EuroActiv Politico News

U.S. President Joe Biden laid into beleaguered U.K. Prime Minister Liz Truss’ tax-cutting agenda Saturday, calling it a “mistake” and warning that a lack of “sound policy in other countries” could hold back the United States.

Truss, just weeks into the job, is fighting for her political life after proposing — and then being forced to abandon — debt-funded tax reductions for Britain’s top earners and businesses that roiled the markets.

The U.K. leader on Friday sacked her top finance minister, Kwasi Kwarteng, and junked a totemic commitment to reduce corporation tax.

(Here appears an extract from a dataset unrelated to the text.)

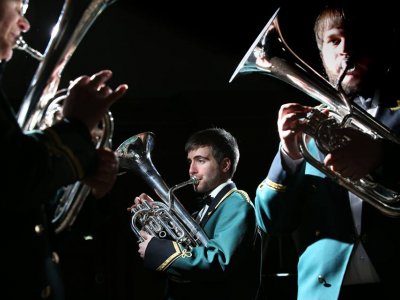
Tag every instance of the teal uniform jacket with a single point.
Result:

Speaking on a campaign stop in Oregon, Biden claimed it was “predictable” that Truss would have to row back on her agenda, which was also openly criticized by the International Monetary Fund.

“I wasn’t the only one that thought it was a mistake,” the U.S. president said of Truss’ plans. “I think that the idea of cutting taxes on the super-wealthy at a time when […] I disagree with the policy, but that’s up to Great Britain.”

With inflation expected to play a major part in the upcoming U.S. mid-term elections, Biden said the American economy remained “strong as hell,” but that he is “concerned about the rest of the world.”

And he added: “The problem is the lack of economic growth and sound policy in other countries. It’s worldwide inflation, that’s consequential.”

Biden’s swipe at the Truss agenda is an unusual move, given that presidents tend to avoid commenting on the domestic policy of allies.

It came as Truss’ newly-appointed chancellor, Jeremy Hunt, signalled further fiscal U-turns could be on the cards.

We have to be honest with people and we are going to have to take some very difficult decisions both on spending and on tax to get debt falling but the top of our minds when making these decisions will be how to protect and help struggling families, businesses and people,” Hunt said in a statement issued overnight.

Truss and Hunt will on Sunday hold talks at the prime minister’s country retreat, Chequers, the BBC reported, ahead of a fresh economic plan due to be unveiled October 31.